A teenager called this artwork “The vibing fox’ and it’s artist Ty Meier’s most popular artwork. He quips “At art markets, I hear people rummaging through the artworks in the bin; I hear shuffle shuffle shuffle awwwww and I know they got to the fox”. It radiates contentment and happiness.

The Happy Fox was a happy accident since it started as a pen and ink drawing like any of Ty’s other artworks but he fixed a mistake with gouache paint, then he fixed it so much that it became a gouache painting, which is perfectly legitimate but also much different then the rest of his portfolio. Ty is bemused that his second most popular artwork is “Ravens visit a king” a dark memento mori musing on mortality.
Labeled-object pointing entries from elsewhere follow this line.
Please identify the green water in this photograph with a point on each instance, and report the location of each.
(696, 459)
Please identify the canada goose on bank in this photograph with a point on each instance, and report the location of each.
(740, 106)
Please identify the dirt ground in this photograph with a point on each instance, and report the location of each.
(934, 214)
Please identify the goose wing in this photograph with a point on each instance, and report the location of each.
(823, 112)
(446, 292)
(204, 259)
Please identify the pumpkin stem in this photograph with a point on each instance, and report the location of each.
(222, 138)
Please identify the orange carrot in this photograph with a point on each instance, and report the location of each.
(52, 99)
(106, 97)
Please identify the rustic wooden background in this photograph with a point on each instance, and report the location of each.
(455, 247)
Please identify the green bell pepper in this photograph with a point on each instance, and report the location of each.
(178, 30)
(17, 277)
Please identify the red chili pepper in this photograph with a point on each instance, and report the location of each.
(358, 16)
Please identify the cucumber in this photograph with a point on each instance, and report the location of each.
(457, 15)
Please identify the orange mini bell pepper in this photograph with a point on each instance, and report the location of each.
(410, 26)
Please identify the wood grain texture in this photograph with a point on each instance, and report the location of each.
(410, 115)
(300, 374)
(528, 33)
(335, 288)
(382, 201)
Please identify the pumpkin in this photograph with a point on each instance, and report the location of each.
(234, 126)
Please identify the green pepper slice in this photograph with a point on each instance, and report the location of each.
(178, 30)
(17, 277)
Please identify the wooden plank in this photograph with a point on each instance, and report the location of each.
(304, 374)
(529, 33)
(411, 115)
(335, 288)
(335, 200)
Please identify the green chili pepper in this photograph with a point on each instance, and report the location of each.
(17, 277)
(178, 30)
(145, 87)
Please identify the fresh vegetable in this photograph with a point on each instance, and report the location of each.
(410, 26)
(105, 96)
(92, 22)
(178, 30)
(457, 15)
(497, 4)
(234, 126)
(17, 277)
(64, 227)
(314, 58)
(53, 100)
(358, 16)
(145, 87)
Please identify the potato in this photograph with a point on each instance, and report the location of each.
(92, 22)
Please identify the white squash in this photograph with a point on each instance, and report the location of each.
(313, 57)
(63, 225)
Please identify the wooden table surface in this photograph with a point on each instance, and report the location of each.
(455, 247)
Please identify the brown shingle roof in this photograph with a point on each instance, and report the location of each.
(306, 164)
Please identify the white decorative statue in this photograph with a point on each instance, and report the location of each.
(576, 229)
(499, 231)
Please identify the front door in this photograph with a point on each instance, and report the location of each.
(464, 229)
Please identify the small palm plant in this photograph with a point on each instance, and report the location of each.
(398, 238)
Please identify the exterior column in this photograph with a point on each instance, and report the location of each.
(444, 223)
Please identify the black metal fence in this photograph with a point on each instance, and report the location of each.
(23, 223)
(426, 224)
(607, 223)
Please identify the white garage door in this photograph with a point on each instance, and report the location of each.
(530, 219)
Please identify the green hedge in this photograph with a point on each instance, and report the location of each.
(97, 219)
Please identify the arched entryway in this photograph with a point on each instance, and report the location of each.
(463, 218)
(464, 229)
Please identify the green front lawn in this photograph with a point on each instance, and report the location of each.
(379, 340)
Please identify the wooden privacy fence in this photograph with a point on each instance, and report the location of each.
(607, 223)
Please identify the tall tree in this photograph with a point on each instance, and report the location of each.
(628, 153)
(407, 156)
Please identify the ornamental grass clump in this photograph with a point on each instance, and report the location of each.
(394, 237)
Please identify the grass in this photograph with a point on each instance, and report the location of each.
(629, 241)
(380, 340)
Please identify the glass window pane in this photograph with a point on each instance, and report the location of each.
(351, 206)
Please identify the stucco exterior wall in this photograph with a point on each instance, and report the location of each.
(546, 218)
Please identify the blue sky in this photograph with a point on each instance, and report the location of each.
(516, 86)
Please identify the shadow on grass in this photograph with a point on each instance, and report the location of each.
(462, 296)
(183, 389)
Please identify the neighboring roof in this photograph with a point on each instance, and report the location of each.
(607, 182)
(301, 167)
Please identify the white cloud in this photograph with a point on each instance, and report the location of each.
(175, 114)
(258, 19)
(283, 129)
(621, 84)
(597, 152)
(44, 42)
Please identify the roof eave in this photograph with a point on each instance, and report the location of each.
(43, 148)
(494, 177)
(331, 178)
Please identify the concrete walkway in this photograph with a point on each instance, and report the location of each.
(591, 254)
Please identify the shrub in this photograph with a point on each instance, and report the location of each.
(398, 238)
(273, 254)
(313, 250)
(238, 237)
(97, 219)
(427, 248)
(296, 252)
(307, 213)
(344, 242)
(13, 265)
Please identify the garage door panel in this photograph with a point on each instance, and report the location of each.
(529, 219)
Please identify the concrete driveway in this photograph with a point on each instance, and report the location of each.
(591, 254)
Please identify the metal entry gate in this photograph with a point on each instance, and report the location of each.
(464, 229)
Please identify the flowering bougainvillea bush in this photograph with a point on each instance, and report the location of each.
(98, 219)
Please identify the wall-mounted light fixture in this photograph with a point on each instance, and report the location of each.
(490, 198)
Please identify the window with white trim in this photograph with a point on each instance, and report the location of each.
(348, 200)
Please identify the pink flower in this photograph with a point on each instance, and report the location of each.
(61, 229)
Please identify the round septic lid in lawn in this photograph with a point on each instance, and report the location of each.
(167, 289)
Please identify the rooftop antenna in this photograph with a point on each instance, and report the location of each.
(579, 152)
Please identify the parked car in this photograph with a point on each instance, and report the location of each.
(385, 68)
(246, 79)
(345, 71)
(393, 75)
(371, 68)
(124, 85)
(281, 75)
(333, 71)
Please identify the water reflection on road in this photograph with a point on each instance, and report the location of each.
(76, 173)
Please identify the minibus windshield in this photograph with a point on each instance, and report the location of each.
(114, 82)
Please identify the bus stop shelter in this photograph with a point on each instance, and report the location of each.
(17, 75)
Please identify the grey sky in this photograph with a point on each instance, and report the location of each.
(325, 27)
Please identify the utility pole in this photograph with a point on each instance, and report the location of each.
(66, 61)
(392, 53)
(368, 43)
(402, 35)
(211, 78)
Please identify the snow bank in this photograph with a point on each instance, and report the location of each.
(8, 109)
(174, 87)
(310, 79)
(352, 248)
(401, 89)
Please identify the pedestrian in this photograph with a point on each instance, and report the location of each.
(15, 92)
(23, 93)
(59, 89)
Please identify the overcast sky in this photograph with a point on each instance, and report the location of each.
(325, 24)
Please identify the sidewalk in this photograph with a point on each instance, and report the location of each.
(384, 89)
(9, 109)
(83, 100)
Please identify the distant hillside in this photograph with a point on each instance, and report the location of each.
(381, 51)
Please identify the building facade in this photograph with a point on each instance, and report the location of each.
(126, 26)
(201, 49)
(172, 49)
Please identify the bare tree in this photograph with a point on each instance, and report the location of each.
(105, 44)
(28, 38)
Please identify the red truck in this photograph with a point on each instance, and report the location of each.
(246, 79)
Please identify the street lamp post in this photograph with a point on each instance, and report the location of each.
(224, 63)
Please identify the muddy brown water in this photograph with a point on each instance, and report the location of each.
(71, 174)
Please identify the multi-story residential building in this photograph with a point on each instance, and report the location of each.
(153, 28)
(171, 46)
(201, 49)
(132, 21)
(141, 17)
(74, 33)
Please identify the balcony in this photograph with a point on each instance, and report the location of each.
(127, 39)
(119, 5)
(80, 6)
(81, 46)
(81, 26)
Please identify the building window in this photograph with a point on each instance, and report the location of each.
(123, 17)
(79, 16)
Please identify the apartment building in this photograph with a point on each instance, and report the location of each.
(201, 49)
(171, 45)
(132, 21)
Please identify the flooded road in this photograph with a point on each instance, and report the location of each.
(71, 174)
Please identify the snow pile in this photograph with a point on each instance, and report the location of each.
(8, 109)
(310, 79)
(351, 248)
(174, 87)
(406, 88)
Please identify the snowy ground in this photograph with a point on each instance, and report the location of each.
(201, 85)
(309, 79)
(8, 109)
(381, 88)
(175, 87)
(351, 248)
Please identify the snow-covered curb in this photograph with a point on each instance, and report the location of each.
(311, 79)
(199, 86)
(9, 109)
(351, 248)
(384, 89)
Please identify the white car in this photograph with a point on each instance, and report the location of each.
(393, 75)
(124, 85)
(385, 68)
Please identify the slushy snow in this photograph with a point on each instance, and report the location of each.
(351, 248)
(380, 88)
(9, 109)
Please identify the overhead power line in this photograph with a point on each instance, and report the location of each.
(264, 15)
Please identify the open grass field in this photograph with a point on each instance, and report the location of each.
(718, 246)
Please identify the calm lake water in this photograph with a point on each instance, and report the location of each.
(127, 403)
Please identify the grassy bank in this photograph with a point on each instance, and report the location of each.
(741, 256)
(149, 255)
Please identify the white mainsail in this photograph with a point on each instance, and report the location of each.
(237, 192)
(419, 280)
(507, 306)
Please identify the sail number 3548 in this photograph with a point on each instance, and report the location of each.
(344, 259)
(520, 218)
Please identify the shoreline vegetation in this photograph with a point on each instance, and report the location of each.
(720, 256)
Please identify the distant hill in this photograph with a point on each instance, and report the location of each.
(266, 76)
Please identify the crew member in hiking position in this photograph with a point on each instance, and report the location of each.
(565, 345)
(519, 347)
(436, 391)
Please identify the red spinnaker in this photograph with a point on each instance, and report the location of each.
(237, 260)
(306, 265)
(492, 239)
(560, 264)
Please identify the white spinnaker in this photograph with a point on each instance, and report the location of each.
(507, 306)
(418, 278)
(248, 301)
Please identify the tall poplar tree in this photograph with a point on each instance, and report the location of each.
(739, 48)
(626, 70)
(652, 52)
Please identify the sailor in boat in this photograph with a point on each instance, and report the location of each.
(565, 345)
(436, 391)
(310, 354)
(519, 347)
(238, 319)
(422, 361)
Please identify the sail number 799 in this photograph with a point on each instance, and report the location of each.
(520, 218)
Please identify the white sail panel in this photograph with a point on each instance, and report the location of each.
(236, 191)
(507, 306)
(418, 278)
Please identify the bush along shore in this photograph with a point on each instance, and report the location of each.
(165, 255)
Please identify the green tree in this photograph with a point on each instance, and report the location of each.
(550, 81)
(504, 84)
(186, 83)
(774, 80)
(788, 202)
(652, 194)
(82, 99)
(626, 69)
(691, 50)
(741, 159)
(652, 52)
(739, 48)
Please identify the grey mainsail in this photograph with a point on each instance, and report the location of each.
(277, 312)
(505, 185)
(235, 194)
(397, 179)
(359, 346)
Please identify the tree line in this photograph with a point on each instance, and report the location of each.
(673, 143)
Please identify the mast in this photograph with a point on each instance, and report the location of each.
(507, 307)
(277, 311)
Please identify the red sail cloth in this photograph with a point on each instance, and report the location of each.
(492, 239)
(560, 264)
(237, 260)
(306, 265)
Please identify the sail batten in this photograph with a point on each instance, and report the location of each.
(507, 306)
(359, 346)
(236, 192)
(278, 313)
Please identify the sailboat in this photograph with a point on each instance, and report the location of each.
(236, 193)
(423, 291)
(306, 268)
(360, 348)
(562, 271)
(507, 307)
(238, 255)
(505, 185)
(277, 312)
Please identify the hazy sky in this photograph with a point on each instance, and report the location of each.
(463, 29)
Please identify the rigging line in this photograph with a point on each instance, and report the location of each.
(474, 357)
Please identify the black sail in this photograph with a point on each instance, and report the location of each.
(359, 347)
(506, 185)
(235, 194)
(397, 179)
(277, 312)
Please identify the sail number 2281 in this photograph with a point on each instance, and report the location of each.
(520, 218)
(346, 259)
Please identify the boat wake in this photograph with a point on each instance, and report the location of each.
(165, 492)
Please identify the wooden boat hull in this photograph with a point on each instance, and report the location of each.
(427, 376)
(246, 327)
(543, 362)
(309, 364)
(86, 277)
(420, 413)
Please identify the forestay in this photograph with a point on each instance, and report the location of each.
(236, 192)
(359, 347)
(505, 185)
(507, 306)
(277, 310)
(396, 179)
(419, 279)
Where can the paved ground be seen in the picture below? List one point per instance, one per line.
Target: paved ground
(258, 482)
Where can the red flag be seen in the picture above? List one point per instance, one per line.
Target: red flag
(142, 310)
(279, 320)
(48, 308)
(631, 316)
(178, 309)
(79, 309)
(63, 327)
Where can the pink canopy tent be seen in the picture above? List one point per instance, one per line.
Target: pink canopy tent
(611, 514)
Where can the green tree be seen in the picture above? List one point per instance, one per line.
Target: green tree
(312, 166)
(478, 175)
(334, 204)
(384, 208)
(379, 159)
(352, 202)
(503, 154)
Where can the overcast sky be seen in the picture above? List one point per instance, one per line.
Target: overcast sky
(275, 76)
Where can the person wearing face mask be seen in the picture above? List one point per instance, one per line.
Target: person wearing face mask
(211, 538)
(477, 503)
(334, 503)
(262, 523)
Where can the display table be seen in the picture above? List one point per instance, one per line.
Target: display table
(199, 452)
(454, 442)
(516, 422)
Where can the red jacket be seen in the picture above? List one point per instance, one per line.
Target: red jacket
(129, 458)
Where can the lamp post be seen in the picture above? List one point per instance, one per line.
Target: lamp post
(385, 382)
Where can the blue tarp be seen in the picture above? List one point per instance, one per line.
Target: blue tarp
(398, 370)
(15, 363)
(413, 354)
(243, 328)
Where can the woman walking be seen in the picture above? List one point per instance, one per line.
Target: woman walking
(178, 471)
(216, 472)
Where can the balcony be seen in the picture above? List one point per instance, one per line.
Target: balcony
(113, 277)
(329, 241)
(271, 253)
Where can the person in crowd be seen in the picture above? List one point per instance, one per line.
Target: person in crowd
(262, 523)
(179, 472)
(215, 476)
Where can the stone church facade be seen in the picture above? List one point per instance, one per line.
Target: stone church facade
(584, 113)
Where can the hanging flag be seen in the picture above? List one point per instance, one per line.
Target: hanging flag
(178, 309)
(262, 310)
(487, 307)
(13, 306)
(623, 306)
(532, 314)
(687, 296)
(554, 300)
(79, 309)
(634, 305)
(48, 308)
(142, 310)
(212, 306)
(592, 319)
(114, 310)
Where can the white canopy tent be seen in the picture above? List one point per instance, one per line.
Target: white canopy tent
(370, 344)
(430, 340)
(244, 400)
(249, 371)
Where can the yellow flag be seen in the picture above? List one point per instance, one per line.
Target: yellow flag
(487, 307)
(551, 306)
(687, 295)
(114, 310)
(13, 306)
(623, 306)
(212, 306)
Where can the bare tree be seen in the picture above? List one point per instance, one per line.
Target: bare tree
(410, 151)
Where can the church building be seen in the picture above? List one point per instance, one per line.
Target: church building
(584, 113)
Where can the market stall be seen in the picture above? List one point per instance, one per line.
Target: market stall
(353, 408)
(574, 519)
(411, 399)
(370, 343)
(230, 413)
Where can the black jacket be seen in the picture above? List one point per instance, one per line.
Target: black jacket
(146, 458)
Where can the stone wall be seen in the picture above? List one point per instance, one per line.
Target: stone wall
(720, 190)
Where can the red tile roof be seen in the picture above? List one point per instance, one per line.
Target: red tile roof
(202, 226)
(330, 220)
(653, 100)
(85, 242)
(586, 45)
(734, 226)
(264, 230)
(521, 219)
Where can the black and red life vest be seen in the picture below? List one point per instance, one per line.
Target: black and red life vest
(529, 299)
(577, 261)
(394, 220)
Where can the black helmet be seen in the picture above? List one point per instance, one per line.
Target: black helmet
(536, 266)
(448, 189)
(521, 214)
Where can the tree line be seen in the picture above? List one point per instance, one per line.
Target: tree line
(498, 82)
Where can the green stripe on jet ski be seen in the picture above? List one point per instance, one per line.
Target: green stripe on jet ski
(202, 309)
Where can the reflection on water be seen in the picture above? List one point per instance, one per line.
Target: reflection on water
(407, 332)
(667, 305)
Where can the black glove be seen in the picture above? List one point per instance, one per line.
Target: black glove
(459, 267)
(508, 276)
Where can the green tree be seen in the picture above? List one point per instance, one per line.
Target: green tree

He looks at the Happy Fox and the Ravens next to each other and wonders “What am I supposed to extrapolate from this?”

In Ty’s mind the Happy Fox is the laughing Buddha, Hotei, a fat, laughing 10th-century Chinese monk who became a symbol of happiness, abundance, and good fortune. This artwork is the easiest to like, and the least challenging to appreciate, that Ty has.

Ty is aware that if he just painted cute happy critters he’d be a more popular artist and he sometimes indulges, but his artist statement says we must contemplate darkness in order to deeply appreciate beauty so he doesn’t.

He mounted this print to a hand painted 8”x10” board, brushed on some glossy pigmentless heavy body acrylic to give it depth and texture, then lacquered it.